I produced this film in association with USC in a summer program I did with them. I know it's not very good, but I'm basically wondering if I at least have a chance.
Thanks so much!


----------



## Frankie Bones (Sep 16, 2020)

Hi! I’m just weighing in here with my 2 cents. I’m currently a first year in the graduate MFA program at USC.  

1) Have confidence and don’t sell yourself short! The question is not “do I have a chance?” (because everyone has a chance - at least in theory even the top film schools take people with no filmmaking experience and if you’re applying to the undergrad program I would say that’s doubly so) - but rather “what can I tell, or even better, show, the admissions committee that demonstrates something unique about me”?

2) In keeping with the above, make sure you knock your written personal statement out of the park.

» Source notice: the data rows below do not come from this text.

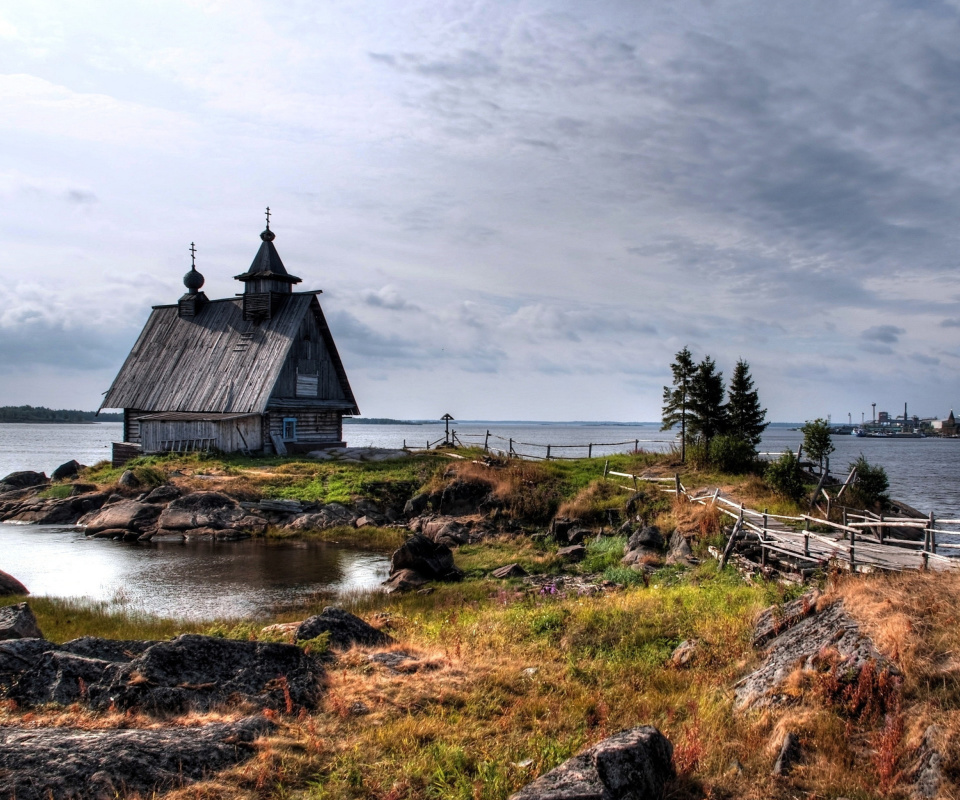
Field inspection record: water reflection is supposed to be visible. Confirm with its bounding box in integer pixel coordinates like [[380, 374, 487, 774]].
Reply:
[[0, 524, 389, 618]]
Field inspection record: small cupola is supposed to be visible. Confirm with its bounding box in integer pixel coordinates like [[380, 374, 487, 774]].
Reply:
[[177, 242, 207, 319], [235, 206, 300, 320]]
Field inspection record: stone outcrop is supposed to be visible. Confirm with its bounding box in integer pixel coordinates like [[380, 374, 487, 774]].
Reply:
[[0, 717, 273, 800], [621, 525, 664, 567], [0, 570, 30, 597], [390, 533, 463, 581], [510, 725, 674, 800], [0, 603, 43, 641], [294, 606, 393, 650], [0, 634, 324, 715], [0, 469, 50, 494], [734, 597, 897, 708], [50, 459, 83, 481]]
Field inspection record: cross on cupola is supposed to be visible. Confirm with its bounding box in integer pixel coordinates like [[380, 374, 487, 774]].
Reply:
[[236, 206, 300, 320]]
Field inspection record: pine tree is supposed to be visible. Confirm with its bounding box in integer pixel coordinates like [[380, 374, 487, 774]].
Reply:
[[660, 347, 697, 461], [689, 356, 727, 445], [727, 358, 769, 449]]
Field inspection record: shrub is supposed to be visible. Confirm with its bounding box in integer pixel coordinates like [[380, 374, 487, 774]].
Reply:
[[850, 453, 890, 507], [764, 450, 804, 502], [709, 434, 757, 475]]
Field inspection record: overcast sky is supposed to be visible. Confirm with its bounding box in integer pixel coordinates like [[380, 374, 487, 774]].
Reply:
[[0, 0, 960, 421]]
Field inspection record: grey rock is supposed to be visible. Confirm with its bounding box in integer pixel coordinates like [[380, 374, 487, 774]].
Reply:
[[771, 733, 803, 776], [0, 717, 273, 800], [8, 650, 111, 707], [50, 459, 83, 481], [96, 634, 324, 714], [438, 479, 490, 516], [752, 589, 820, 647], [158, 492, 248, 531], [0, 570, 30, 597], [390, 533, 463, 581], [910, 725, 944, 800], [85, 500, 161, 534], [557, 544, 587, 561], [0, 470, 49, 494], [0, 603, 43, 640], [734, 602, 897, 708], [666, 531, 693, 564], [381, 569, 427, 594], [490, 564, 527, 578], [294, 606, 393, 650], [627, 525, 663, 550], [117, 469, 140, 489], [510, 725, 674, 800], [0, 639, 57, 690], [403, 493, 430, 517], [670, 639, 700, 667], [143, 483, 183, 503]]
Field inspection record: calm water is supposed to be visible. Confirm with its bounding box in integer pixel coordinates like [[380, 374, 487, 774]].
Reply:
[[0, 523, 389, 619], [0, 422, 960, 617]]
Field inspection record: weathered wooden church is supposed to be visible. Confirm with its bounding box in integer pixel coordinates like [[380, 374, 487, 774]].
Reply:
[[100, 209, 360, 462]]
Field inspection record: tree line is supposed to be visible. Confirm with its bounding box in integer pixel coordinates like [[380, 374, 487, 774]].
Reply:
[[660, 347, 769, 469], [0, 406, 123, 422]]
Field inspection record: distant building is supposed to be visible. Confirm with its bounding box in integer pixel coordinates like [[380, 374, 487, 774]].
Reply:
[[930, 408, 958, 436], [101, 216, 360, 461]]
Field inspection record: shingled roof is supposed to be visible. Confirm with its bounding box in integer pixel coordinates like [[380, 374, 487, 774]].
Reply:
[[100, 296, 360, 414]]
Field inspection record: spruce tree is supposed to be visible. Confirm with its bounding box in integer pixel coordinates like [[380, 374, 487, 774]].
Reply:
[[689, 356, 727, 445], [660, 347, 697, 461], [727, 358, 768, 449]]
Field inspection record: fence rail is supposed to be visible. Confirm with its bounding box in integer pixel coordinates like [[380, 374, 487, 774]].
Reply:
[[604, 470, 960, 573]]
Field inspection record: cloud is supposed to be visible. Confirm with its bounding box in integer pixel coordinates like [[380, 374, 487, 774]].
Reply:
[[860, 325, 906, 344]]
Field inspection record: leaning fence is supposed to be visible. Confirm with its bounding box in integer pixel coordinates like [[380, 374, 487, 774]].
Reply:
[[604, 470, 960, 573], [403, 430, 673, 461]]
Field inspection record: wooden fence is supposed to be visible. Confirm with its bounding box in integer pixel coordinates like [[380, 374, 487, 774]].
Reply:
[[403, 430, 671, 461], [604, 470, 960, 574]]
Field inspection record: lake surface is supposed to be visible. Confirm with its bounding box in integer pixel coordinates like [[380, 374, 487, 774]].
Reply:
[[0, 523, 390, 619], [0, 422, 960, 520], [0, 422, 960, 618]]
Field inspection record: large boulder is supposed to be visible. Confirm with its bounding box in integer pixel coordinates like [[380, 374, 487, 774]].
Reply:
[[83, 500, 161, 534], [734, 602, 897, 708], [390, 533, 463, 581], [437, 479, 490, 516], [50, 459, 83, 481], [0, 717, 273, 800], [0, 603, 43, 641], [95, 634, 324, 714], [510, 725, 674, 800], [294, 606, 393, 650], [158, 492, 247, 531], [0, 469, 49, 494], [0, 570, 30, 597]]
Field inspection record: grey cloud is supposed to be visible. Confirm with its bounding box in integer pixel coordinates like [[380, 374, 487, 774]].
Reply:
[[860, 342, 893, 356], [860, 325, 906, 344], [66, 189, 98, 206]]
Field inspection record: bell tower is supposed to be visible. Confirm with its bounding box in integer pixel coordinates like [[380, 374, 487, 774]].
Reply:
[[235, 206, 300, 322]]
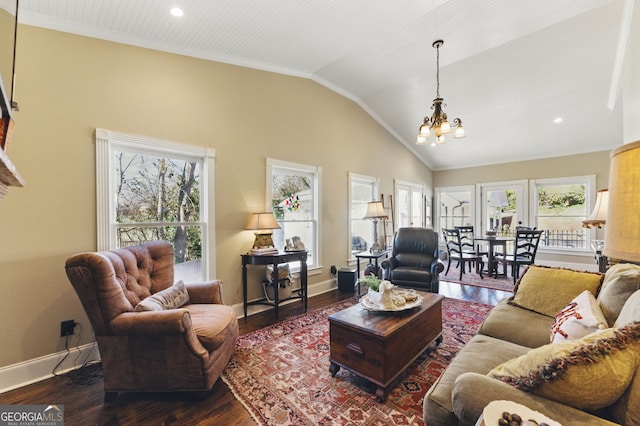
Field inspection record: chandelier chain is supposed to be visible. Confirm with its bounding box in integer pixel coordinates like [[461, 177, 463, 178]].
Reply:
[[436, 45, 440, 98]]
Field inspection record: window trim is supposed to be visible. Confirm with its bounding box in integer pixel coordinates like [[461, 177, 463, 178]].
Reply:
[[265, 158, 322, 271], [529, 175, 596, 255], [347, 172, 378, 262], [95, 128, 216, 279], [393, 179, 426, 229], [433, 184, 478, 235]]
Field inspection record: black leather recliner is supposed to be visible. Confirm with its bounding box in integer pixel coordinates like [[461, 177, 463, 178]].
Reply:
[[381, 228, 444, 293]]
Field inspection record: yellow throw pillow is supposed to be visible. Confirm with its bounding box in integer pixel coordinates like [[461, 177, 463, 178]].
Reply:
[[488, 322, 640, 410], [509, 265, 602, 318]]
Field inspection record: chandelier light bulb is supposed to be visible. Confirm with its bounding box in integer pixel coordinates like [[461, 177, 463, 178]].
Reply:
[[416, 40, 466, 146]]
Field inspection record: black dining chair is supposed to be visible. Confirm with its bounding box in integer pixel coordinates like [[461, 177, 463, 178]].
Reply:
[[494, 229, 543, 284], [442, 228, 484, 281]]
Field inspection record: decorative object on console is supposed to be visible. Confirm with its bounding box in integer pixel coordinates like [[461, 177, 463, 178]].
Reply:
[[416, 40, 466, 146], [364, 201, 387, 253], [245, 212, 280, 250], [603, 141, 640, 263]]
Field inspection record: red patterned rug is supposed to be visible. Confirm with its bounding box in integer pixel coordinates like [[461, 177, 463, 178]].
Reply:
[[222, 298, 491, 426]]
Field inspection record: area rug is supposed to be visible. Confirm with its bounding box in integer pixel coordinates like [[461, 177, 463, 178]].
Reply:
[[440, 270, 513, 292], [222, 298, 491, 426]]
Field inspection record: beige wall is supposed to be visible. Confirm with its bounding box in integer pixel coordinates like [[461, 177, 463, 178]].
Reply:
[[433, 151, 610, 266], [0, 26, 432, 367]]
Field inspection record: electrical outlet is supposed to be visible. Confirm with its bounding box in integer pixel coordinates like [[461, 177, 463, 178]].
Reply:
[[60, 320, 76, 337]]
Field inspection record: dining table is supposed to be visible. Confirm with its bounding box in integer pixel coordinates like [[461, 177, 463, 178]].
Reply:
[[473, 235, 516, 277]]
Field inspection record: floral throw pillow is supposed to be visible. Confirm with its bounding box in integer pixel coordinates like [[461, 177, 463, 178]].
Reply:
[[136, 281, 189, 312], [551, 290, 608, 343]]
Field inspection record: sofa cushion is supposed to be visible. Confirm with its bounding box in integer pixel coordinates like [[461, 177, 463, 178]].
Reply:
[[598, 263, 640, 326], [478, 299, 553, 348], [614, 290, 640, 327], [136, 281, 189, 312], [511, 265, 603, 318], [489, 322, 640, 410], [550, 290, 608, 343], [423, 335, 529, 426]]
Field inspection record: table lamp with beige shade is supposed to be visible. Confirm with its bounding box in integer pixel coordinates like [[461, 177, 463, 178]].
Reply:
[[364, 201, 387, 253], [245, 212, 280, 249]]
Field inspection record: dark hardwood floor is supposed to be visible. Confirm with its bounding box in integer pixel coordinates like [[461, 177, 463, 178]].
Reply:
[[0, 282, 511, 426]]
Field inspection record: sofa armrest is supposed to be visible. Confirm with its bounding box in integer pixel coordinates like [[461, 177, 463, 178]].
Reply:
[[109, 309, 193, 336], [452, 373, 616, 426], [184, 280, 224, 305]]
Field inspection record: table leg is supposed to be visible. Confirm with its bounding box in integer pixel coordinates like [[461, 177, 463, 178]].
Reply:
[[242, 263, 247, 318], [300, 259, 308, 311], [329, 362, 340, 377], [272, 263, 280, 318], [356, 257, 360, 300]]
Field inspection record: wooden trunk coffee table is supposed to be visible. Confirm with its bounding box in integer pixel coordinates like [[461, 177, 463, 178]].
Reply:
[[329, 292, 444, 402]]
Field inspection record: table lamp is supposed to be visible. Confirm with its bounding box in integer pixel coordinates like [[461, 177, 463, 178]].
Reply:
[[245, 212, 280, 249], [364, 201, 387, 252], [603, 141, 640, 263], [582, 189, 609, 228]]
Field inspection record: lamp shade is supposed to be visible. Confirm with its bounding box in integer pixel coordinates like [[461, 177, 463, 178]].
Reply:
[[364, 201, 387, 219], [582, 189, 609, 228], [245, 212, 280, 231], [603, 141, 640, 262]]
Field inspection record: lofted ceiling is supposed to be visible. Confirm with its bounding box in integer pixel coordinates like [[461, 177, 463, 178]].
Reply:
[[10, 0, 633, 170]]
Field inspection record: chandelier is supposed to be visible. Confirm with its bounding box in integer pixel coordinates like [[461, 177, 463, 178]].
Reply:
[[416, 40, 466, 145]]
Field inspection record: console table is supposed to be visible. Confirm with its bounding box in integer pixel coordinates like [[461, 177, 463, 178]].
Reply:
[[356, 250, 389, 297], [241, 251, 307, 318]]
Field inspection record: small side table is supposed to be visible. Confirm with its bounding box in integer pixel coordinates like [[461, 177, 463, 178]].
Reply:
[[241, 251, 307, 318], [356, 250, 389, 298]]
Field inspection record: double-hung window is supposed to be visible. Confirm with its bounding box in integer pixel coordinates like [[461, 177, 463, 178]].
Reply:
[[96, 129, 215, 281], [267, 158, 322, 268], [530, 176, 595, 252]]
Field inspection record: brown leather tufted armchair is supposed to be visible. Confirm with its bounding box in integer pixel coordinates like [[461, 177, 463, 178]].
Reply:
[[65, 241, 238, 401]]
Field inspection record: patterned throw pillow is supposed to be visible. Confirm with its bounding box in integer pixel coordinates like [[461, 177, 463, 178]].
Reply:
[[551, 290, 608, 343], [488, 322, 640, 411], [613, 290, 640, 327], [136, 281, 189, 312], [509, 265, 603, 318]]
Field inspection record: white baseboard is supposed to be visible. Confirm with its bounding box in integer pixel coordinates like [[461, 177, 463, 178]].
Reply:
[[0, 342, 100, 393]]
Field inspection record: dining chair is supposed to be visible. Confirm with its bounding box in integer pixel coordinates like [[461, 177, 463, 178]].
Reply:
[[442, 228, 484, 281], [494, 229, 543, 284], [454, 225, 477, 253]]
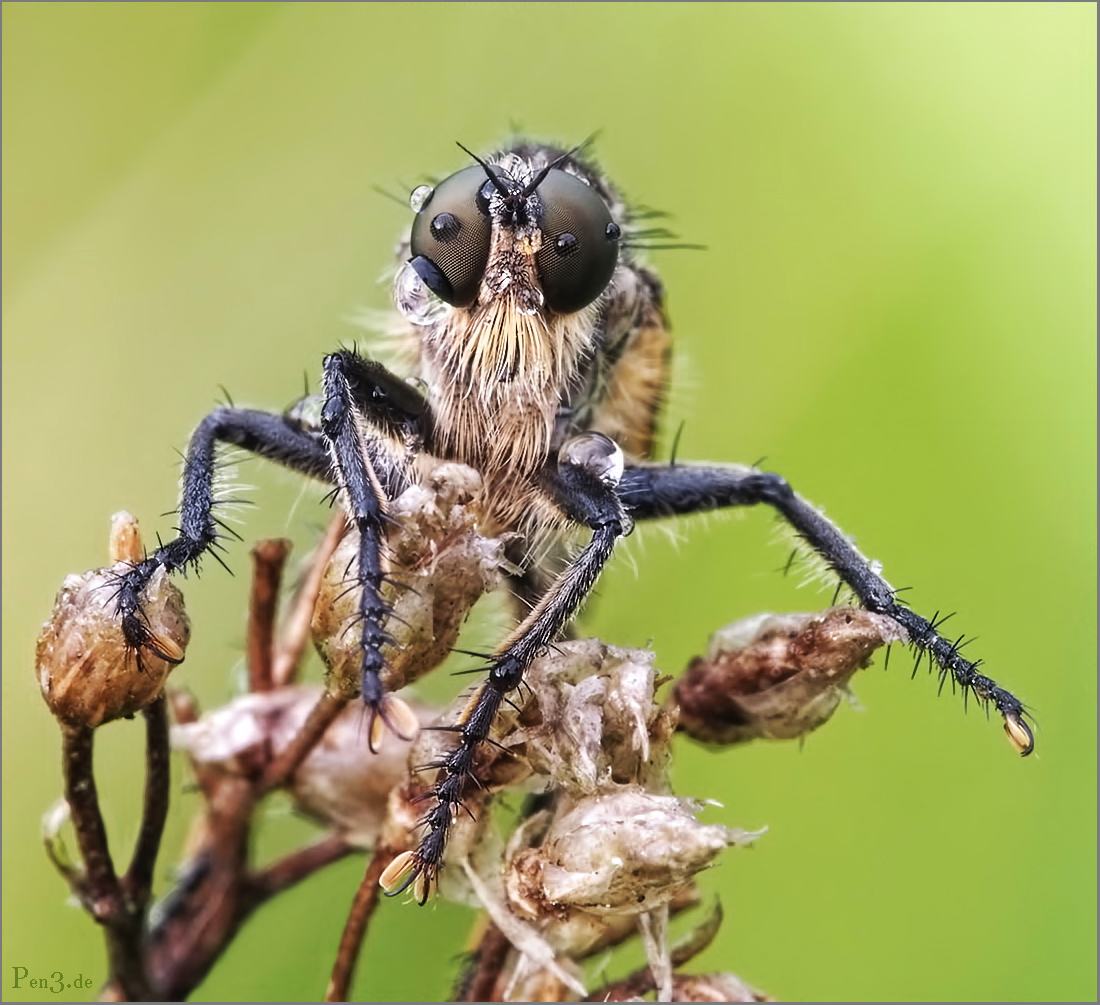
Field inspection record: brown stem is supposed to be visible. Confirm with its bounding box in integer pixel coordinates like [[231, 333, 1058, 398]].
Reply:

3) Don’t try to “impress” anyone with your visual sample. Unless you’re already a filmmaking prodigy, there’s almost definitely some other applicant(s) submitting stuff that will look much more “stunning” than what you submit. Instead, pick a story or narrative that has a clear beginning, middle and end, and that somehow speaks to you personally. In this sense, you should see it as a complement to the personal statement. 

4) Just as what you write should not be long winded, also in your visual sample, get to the point quickly. (that’s one critique I have of the video in the post.  You may want to edit it down.). There’s a reason there’s a five minute limit.  I wouldn’t be surprised if the committee stops watching after 30 seconds if what you put out there isn’t that interesting or compelling, so use your time wisely and “hook” your audience quickly.

5) Lastly, try to convey the sense that you would be someone who would be fun and enjoyable to be in class with and to collaborate with on films.    Don’t get me wrong. USC definitely does take broody artists, but even then there’s some spark to their broodiness,  if that makes sense.

That’s about it.  And definitely take my advice with a grain of salt.  I’m someone who got in on my third try, and only off the waitlist, so maybe I do not know what I’m talking about.  “Buyer Beware” lol 😂 but those are my two cents.


----------



## chickennoodlesoup (Nov 21, 2020)

I’m just a highschool senior applying to usc in the fall, but I watched your video and i personally liked it a lot!!!! I love thé story you told!


----------